A dificuldade é que como se trata de programas que tem atingido apenas algumas comunidades populares, e muitas vezes até somente parcelas no interior destas, será nas partes onde tem êxito que pode-se observar que cessam os caminhos percorridos para buscar água, levando à uma “ intimização” da vida, com um tempo de vivência mais contínuo mantendo-se aos não atendidos a passagem cotidiana e intermitente para estes entre esfera pública e privada.

As indagações que se colocam com as intenções e intervenções urbanizadoras do Estado em favelas envolvem a questão sobre se as condições anteriores foram alteradas de forma a compor um novo tipo de espaço em contraste com o âmbito não-urbanizado ou semi-urbanizado e sobre as mudanças culturais pretendidas. As respostas a estas indagações se o “antes” se transforma no “novo” é que não se apagou plenamente o “antes” nem se estabeleceu tampouco o ”novo” por completo. Em âmbitos não-urbanizados ou semi-urbanizados improvisadamente como encontrados nas favelas brasileiras, a valorização da esfera pública se fez em movimentos difusos e em ritmos repetitivos mas desregrados por conta de ações individuais, embora, em determinados momentos, tenha se constituído a esfera pública como lugar da ação quando a prioridade da solidariedade comunitária configurou redes clandestinas para se prover serviços de infraestrutura básica alternativa.            Estar num âmbito não-urbanizado ou semi-urbanizado possibilitou passagens entre o público e o privado, porosidades entre favela e cidade formal.
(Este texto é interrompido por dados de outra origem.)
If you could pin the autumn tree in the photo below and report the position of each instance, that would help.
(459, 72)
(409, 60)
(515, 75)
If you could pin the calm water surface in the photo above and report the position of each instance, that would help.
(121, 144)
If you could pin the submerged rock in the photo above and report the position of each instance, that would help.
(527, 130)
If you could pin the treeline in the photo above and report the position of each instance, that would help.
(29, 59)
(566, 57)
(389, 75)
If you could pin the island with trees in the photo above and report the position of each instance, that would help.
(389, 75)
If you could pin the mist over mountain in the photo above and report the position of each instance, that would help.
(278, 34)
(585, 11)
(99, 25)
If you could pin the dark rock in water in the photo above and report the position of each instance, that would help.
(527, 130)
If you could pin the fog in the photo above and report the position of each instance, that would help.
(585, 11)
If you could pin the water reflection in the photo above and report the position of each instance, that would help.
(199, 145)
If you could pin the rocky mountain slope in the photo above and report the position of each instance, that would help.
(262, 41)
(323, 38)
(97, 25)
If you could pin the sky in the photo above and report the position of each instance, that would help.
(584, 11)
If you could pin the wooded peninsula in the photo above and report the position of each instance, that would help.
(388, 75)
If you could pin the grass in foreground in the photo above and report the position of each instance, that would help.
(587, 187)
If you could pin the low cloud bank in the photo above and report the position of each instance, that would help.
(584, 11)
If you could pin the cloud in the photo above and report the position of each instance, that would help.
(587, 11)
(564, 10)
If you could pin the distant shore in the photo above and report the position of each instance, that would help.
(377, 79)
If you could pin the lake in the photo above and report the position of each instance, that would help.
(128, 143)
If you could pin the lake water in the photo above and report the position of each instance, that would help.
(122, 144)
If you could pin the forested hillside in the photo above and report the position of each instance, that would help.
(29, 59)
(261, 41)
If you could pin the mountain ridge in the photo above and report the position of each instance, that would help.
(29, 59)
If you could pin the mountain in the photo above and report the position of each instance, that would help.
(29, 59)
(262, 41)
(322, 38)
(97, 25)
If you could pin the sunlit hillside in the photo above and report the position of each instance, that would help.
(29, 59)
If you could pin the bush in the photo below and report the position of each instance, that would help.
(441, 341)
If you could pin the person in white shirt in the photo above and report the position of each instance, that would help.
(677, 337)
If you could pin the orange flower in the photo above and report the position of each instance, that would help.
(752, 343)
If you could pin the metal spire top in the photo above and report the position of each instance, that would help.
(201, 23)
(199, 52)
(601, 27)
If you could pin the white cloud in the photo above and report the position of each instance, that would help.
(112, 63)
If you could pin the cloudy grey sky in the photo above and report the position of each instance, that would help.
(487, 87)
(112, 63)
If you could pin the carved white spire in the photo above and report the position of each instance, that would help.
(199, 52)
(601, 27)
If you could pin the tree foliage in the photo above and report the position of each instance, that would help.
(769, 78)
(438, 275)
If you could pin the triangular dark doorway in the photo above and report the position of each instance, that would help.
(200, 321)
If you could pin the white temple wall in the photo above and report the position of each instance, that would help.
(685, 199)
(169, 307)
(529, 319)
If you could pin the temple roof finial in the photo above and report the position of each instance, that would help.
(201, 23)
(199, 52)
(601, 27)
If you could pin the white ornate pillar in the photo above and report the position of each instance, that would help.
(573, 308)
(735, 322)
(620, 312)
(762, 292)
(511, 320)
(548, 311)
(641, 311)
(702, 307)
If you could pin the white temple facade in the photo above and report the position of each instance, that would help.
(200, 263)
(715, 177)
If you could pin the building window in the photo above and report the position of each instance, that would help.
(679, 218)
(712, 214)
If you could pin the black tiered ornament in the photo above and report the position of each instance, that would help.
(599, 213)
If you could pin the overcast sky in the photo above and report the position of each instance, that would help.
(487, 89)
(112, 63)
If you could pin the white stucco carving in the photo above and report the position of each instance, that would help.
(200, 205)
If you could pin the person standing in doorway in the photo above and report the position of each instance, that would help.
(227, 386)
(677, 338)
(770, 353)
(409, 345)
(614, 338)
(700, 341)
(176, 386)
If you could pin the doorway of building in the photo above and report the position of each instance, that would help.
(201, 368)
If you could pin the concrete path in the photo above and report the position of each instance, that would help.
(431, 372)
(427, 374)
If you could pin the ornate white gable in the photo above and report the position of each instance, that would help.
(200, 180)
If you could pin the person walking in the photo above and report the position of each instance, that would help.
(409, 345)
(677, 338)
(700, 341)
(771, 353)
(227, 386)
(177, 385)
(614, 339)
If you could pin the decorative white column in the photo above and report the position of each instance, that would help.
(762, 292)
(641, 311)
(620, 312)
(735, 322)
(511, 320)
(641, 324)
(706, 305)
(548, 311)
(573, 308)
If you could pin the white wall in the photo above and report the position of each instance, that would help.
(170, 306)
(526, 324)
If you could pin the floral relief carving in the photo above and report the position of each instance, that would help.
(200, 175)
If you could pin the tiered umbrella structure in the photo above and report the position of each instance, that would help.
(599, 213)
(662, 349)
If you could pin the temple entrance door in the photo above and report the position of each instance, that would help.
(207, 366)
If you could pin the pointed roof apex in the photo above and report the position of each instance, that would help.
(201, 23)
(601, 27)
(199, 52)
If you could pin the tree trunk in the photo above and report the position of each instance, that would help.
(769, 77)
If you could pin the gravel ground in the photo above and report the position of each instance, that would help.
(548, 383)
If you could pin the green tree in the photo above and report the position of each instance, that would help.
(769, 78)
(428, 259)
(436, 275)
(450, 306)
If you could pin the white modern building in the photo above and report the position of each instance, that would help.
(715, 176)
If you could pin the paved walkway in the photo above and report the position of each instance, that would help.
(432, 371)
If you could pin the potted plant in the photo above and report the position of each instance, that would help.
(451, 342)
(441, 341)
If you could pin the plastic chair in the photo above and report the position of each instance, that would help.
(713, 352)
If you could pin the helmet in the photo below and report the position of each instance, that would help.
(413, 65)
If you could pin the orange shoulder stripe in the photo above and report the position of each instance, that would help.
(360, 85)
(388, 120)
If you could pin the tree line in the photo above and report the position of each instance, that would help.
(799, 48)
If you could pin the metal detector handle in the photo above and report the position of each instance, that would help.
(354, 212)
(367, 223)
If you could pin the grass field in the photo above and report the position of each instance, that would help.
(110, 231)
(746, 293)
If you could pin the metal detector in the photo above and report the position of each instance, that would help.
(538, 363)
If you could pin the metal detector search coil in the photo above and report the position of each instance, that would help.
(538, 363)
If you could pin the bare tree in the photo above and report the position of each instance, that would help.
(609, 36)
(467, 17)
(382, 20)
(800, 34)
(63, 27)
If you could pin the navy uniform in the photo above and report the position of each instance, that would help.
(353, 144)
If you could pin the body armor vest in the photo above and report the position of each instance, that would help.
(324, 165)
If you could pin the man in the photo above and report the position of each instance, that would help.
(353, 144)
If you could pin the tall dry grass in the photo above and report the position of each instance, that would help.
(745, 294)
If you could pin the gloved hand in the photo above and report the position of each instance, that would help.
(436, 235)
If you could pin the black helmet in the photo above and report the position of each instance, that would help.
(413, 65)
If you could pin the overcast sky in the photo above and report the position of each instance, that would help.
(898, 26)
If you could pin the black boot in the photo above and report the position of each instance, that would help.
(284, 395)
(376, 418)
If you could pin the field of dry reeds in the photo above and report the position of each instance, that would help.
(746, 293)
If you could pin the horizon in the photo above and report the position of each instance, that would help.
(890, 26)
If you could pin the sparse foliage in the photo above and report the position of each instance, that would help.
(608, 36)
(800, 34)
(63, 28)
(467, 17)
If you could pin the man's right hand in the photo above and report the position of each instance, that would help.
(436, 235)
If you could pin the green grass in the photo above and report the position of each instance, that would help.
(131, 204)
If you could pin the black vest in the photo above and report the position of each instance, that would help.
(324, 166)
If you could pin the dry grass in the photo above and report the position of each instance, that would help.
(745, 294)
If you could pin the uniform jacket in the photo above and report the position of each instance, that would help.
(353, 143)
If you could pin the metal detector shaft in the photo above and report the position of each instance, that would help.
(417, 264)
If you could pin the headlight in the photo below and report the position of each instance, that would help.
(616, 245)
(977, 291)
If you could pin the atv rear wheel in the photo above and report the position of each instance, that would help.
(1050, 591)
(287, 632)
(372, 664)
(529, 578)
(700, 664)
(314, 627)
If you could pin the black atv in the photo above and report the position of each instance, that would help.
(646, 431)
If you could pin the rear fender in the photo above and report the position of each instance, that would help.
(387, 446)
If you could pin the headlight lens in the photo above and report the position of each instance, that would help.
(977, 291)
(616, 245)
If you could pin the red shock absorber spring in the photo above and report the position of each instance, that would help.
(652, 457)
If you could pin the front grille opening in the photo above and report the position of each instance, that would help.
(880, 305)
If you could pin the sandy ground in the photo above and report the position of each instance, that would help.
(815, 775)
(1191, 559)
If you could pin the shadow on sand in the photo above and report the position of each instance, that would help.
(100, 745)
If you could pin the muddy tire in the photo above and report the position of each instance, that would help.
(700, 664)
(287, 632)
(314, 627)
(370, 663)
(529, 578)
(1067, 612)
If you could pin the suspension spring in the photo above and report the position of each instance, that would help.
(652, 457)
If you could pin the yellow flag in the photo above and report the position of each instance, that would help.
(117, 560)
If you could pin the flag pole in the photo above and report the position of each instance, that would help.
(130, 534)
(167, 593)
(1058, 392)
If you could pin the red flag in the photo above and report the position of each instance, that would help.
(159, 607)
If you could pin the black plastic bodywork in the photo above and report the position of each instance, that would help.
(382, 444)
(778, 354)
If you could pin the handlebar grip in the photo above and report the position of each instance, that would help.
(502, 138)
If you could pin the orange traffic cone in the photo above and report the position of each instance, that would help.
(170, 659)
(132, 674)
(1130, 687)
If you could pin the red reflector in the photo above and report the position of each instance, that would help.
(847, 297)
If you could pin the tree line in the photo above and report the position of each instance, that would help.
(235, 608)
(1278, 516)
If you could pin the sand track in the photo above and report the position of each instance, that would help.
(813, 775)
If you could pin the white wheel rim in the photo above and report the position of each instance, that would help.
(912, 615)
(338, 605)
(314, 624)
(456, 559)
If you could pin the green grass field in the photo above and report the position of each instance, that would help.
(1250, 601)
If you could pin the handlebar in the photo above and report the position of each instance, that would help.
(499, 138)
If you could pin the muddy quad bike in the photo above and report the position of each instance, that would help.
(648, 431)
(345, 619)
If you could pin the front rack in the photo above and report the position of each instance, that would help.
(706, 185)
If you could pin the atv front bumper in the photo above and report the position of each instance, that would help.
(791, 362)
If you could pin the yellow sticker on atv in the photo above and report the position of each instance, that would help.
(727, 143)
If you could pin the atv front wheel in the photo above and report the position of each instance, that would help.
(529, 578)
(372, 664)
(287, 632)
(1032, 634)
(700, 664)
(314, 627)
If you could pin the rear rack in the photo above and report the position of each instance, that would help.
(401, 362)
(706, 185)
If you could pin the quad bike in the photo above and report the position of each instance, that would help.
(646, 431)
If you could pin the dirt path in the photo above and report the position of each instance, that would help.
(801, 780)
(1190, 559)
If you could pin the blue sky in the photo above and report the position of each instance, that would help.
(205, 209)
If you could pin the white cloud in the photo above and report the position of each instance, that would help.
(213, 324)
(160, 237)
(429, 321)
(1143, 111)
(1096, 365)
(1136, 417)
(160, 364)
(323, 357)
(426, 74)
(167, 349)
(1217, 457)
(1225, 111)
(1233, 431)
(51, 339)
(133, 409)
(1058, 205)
Mas os efeitos da incompletude das intervenções do Estado são a não dissociação plena entre esfera pública e esfera privada própria de âmbitos urbanizados, mas um conjunto difuso de passagens, porosidades e percursos entre uma e outra no interior das favelas, criando espaços intermediários semi-públicos e semi-privados, sinalizando que não se completou a valorização do privado, ou seja, a moradia ainda não contém, ou não esta articulada  a todos os elementos básicos para a vida cotidiana.

A vivência no cotidiano da favela do Cantagalo, experimentada por nosso estudo na observação e acompanhamento dos tempos e ritmos, e a palavra dos moradores, contribuem com alguns elementos para a reflexão sobre a efetividade social da implantação de água e esgoto em favelas brasileiras nas suas diferentes dimensões que induzem também mudanças nas relações entre o público e o privado.